Lasing condition for trapped modes in subwavelength--wired PT--symmetric resonators

TL;DR

This paper investigates the lasing conditions of trapped modes in a subwavelength PT-symmetric dielectric nano-dimer with graphene, revealing how gain-loss tuning induces mode transformation and high-Q lasing states.

Contribution

It introduces a theoretical model showing how gain-loss parameters control trapped modes and enable lasing in a PT-symmetric nano-resonator with graphene, including an approximate analytical method.

Findings

Existence of non-radiating trapped modes that become radiating with increased gain-loss.

Lasing conditions achieved at specific gain-loss values, leading to ultra high quality factors.

Variation in phase difference between dipoles, not their magnitude, drives mode transformation.

Abstract

The ability to control the laser modes within a subwavelength resonator is of key relevance in modern optoelectronics. This work deals with the theoretical research on optical properties of a PT--symmetric nano--scaled dimer formed by two dielectric wires, one is with loss and the other with gain, wrapped with graphene sheets.
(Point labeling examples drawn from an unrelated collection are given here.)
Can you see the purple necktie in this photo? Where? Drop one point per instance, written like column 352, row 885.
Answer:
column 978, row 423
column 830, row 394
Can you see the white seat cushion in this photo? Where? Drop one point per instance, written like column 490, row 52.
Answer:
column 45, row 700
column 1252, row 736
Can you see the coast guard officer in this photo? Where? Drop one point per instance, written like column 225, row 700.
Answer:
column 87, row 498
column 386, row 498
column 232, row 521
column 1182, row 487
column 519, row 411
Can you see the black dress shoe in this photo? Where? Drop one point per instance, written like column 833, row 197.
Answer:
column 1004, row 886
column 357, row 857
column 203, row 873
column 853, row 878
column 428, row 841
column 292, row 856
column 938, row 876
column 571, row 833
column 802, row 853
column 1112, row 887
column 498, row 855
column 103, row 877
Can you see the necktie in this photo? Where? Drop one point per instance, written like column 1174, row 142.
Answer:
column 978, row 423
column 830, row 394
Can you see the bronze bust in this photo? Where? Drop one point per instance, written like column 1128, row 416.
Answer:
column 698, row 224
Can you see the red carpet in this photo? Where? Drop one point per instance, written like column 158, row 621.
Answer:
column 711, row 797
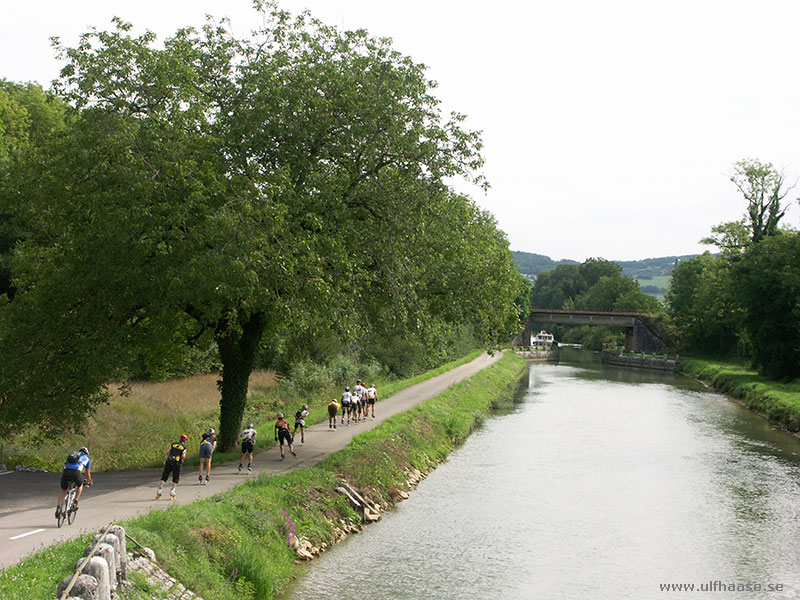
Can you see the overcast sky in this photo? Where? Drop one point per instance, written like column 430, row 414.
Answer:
column 610, row 127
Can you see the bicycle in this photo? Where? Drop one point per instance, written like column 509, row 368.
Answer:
column 68, row 508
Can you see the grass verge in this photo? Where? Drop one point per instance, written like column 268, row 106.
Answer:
column 236, row 545
column 150, row 416
column 779, row 402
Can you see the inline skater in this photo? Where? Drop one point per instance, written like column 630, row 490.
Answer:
column 300, row 421
column 207, row 447
column 282, row 432
column 176, row 455
column 77, row 463
column 247, row 439
column 333, row 410
column 358, row 399
column 346, row 404
column 372, row 398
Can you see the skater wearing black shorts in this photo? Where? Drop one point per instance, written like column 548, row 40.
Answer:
column 333, row 410
column 176, row 454
column 207, row 447
column 282, row 433
column 300, row 422
column 248, row 441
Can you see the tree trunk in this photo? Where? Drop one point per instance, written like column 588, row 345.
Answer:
column 237, row 352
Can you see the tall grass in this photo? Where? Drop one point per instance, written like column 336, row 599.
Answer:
column 234, row 545
column 780, row 402
column 136, row 426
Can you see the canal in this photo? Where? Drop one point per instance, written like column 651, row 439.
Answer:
column 596, row 483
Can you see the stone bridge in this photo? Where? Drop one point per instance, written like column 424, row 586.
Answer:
column 639, row 337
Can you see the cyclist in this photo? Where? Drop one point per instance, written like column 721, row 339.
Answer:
column 207, row 447
column 333, row 410
column 176, row 455
column 248, row 440
column 372, row 397
column 77, row 463
column 282, row 432
column 300, row 421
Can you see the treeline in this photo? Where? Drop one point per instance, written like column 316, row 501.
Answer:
column 742, row 302
column 229, row 203
column 745, row 301
column 596, row 284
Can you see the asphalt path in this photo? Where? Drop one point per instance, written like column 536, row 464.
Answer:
column 28, row 499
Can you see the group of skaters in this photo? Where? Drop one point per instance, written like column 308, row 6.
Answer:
column 355, row 404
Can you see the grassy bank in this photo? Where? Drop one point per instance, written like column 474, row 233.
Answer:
column 779, row 402
column 149, row 416
column 245, row 531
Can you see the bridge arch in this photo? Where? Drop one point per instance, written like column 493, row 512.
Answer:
column 639, row 336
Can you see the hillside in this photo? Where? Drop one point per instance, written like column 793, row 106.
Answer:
column 653, row 274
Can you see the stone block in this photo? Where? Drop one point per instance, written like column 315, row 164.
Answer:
column 119, row 531
column 98, row 568
column 85, row 587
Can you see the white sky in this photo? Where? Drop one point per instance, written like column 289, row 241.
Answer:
column 609, row 126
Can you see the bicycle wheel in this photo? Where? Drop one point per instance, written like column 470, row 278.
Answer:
column 62, row 514
column 71, row 510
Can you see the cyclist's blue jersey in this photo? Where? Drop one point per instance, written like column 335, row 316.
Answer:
column 83, row 464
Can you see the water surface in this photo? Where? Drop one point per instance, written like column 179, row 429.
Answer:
column 597, row 483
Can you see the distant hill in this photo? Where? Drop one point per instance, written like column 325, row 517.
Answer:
column 653, row 274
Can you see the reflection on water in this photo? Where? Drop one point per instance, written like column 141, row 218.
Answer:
column 598, row 483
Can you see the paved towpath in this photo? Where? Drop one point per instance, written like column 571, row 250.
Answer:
column 27, row 499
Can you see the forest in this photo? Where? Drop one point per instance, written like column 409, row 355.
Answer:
column 213, row 203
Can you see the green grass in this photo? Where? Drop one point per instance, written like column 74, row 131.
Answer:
column 780, row 402
column 160, row 412
column 245, row 529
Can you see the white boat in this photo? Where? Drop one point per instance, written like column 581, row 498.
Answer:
column 542, row 339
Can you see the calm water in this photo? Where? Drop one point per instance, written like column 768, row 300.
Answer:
column 598, row 483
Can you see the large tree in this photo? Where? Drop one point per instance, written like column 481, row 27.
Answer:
column 768, row 290
column 764, row 189
column 228, row 189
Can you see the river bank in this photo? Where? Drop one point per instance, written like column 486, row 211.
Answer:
column 241, row 543
column 779, row 402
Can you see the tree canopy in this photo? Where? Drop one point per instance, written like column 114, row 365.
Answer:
column 744, row 301
column 222, row 191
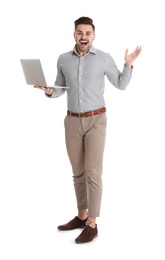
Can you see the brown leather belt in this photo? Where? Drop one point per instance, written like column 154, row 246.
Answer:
column 89, row 113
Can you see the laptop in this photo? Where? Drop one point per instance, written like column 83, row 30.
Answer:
column 33, row 73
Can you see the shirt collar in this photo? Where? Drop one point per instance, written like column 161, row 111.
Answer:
column 91, row 50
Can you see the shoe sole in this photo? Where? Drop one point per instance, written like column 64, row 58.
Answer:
column 79, row 242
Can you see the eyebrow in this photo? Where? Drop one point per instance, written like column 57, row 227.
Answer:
column 85, row 32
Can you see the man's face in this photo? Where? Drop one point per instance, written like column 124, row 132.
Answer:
column 84, row 36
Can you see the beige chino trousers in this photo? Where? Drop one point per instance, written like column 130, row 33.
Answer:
column 85, row 142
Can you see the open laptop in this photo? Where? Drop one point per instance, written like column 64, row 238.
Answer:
column 33, row 73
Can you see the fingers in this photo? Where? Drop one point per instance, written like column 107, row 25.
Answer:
column 40, row 87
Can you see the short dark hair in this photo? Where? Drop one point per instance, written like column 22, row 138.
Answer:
column 84, row 20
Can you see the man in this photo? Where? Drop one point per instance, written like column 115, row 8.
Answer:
column 82, row 71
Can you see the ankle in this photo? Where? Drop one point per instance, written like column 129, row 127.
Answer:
column 91, row 222
column 82, row 214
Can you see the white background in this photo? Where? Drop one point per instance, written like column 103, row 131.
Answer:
column 36, row 189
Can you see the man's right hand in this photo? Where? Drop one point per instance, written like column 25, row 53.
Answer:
column 48, row 90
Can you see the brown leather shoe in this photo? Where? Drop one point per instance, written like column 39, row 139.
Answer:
column 72, row 224
column 87, row 235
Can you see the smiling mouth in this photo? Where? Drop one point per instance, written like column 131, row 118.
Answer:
column 83, row 43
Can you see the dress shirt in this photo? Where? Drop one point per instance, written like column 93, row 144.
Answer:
column 85, row 78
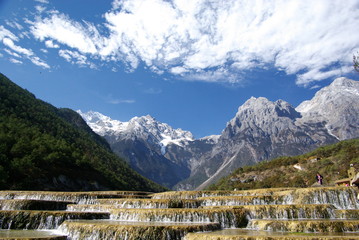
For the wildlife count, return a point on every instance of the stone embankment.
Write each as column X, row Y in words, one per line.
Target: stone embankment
column 286, row 213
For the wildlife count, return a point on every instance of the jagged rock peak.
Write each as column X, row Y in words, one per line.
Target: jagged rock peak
column 258, row 108
column 139, row 126
column 339, row 88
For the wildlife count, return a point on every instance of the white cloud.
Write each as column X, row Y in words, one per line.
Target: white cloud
column 62, row 29
column 153, row 91
column 216, row 40
column 10, row 43
column 40, row 9
column 14, row 24
column 73, row 57
column 51, row 44
column 42, row 1
column 118, row 101
column 13, row 60
column 8, row 39
column 37, row 61
column 4, row 33
column 14, row 54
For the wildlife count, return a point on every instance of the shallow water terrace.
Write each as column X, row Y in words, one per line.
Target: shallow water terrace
column 286, row 213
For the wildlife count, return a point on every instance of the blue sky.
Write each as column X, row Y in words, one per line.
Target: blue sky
column 188, row 63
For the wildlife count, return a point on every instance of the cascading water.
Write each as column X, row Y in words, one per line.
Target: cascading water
column 172, row 215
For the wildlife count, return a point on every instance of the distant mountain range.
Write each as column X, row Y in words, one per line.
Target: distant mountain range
column 260, row 130
column 47, row 148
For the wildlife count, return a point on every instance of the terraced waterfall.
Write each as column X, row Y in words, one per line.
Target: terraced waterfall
column 287, row 213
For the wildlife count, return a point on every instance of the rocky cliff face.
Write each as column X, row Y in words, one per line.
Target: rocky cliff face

We show the existence of two non--radiating trapped modes which transform into radiating modes by increasing the gain--loss parameter. Moreover, these modes reach the lasing condition for suitable values of this parameter, a fact that makes these modes to achieve an ultra high quality factor that is manifested on the response of the structure when it is excited by a plane wave. Unlike other mechanism that transform trapped modes into radiating modes, we show that the variation of gain--loss parameter in the balanced loss--gain structure here studied leads to a variation in the phase difference between induced dipole moments on each wires, without appreciable variation in the modulus of these dipole moments. We provide an approximated method that reproduces the main results provided by the rigorous calculation. Our theoretical findings reveal the possibility to develop unconventional optical devices and structures with enhanced functionality.